Firstly, apologies for the lengthiness of this post!
In the interests of transparency though (and to save me typing this out several times), I thought I should write this post to clear up exactly what happened yesterday with regards to the St David’s/John Lewis claim made in an earlier post – feel free to leave a comment with any questions if anything is unclear though.
On Sunday, I photographed and chatted with Harriet, owner of the New York Deli as part of my Cardiff Arcades Photography Project. It’s worth noting at this point, that the point of this blog is to get to know the people behind the arcades, raise awareness and to take some great photographs.

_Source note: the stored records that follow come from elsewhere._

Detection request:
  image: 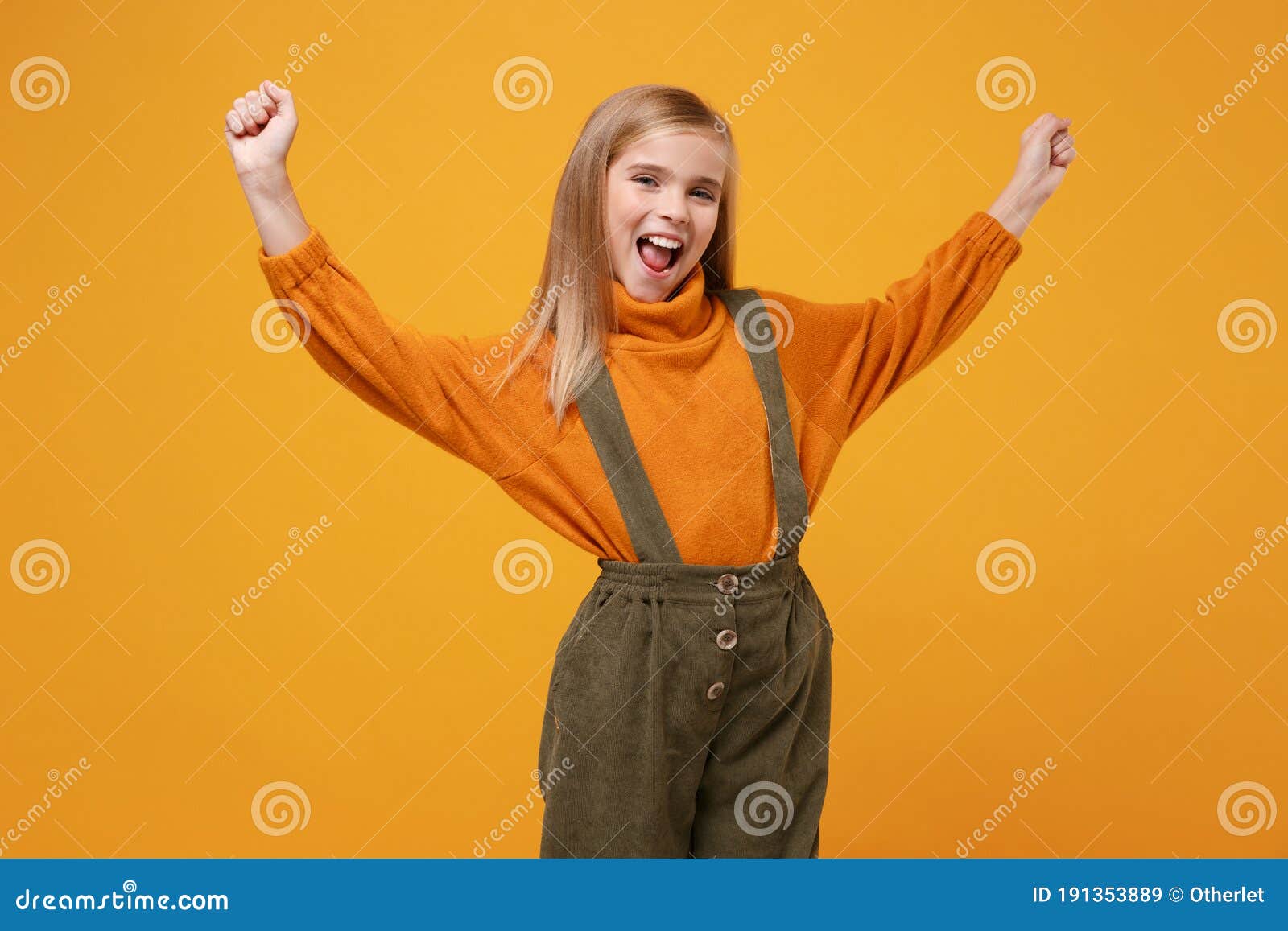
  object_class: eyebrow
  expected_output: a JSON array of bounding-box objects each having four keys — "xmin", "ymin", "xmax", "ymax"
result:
[{"xmin": 626, "ymin": 163, "xmax": 723, "ymax": 189}]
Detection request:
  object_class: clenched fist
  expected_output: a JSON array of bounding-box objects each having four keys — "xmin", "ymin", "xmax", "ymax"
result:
[
  {"xmin": 1013, "ymin": 113, "xmax": 1078, "ymax": 201},
  {"xmin": 224, "ymin": 80, "xmax": 299, "ymax": 178}
]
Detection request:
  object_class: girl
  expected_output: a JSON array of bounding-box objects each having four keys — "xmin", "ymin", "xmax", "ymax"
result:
[{"xmin": 224, "ymin": 81, "xmax": 1074, "ymax": 856}]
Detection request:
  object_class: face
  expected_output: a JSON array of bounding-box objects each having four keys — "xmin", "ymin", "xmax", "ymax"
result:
[{"xmin": 605, "ymin": 131, "xmax": 725, "ymax": 303}]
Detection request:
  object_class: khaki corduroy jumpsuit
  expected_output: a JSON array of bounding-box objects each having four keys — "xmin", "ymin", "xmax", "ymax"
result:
[{"xmin": 539, "ymin": 288, "xmax": 832, "ymax": 858}]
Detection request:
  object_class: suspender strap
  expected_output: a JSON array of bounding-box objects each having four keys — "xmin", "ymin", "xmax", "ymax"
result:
[
  {"xmin": 715, "ymin": 287, "xmax": 809, "ymax": 542},
  {"xmin": 577, "ymin": 288, "xmax": 809, "ymax": 562},
  {"xmin": 577, "ymin": 359, "xmax": 684, "ymax": 562}
]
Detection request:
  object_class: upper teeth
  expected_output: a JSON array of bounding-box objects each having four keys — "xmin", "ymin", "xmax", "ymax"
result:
[{"xmin": 644, "ymin": 236, "xmax": 684, "ymax": 249}]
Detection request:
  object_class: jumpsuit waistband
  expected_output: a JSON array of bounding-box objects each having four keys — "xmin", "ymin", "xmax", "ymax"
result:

It has never been about sticking one to the man, or slagging off St David’s (nor do I hope it will be – I want to be positive, not negative.)
Here’s a timeline of events:
Sunday morning: Photoshoot with Harriet who claims that St David’s 2 had given John Lewis a 20 year rent free lease on their store, with no commitment to stay once this initial period had lapsed. She claimed this was because St David’s had promised John Lewis that 75% of the retail units in St David’s would be filled by the date of its opening, and when it looked likely that this would not happen, to keep John Lewis there they offered them this deal.
Sunday evening: The post goes up online.
Monday morning: The post is getting a fair amount of hits when the Twittersphere starts to latch on to the “20 year” claim, and I start getting lots of hits, retweets and questions.
Monday mid-morning: Hannah Waldram from The Guardian Cardiff says she will be looking into the claims made with the St David’s partnership, John Lewis and the council.
Monday afternoon: I receive an email from a representative of St David’s saying that comments in the article are inaccurate and asking me to amend the piece. Initially I worry that I’m going to face a lot of hassle, or legal action, so announce on Twitter that I’m going to take the post down. After receiving messages of support I decide to keep the post up but to include parts of the email in the post explaining the position of St David’s. I keep Harriet’s original claims there as I feel it’s important that she’s allowed to have her opinion voiced (she had mentioned that she finds it hard to get press about this in the local media).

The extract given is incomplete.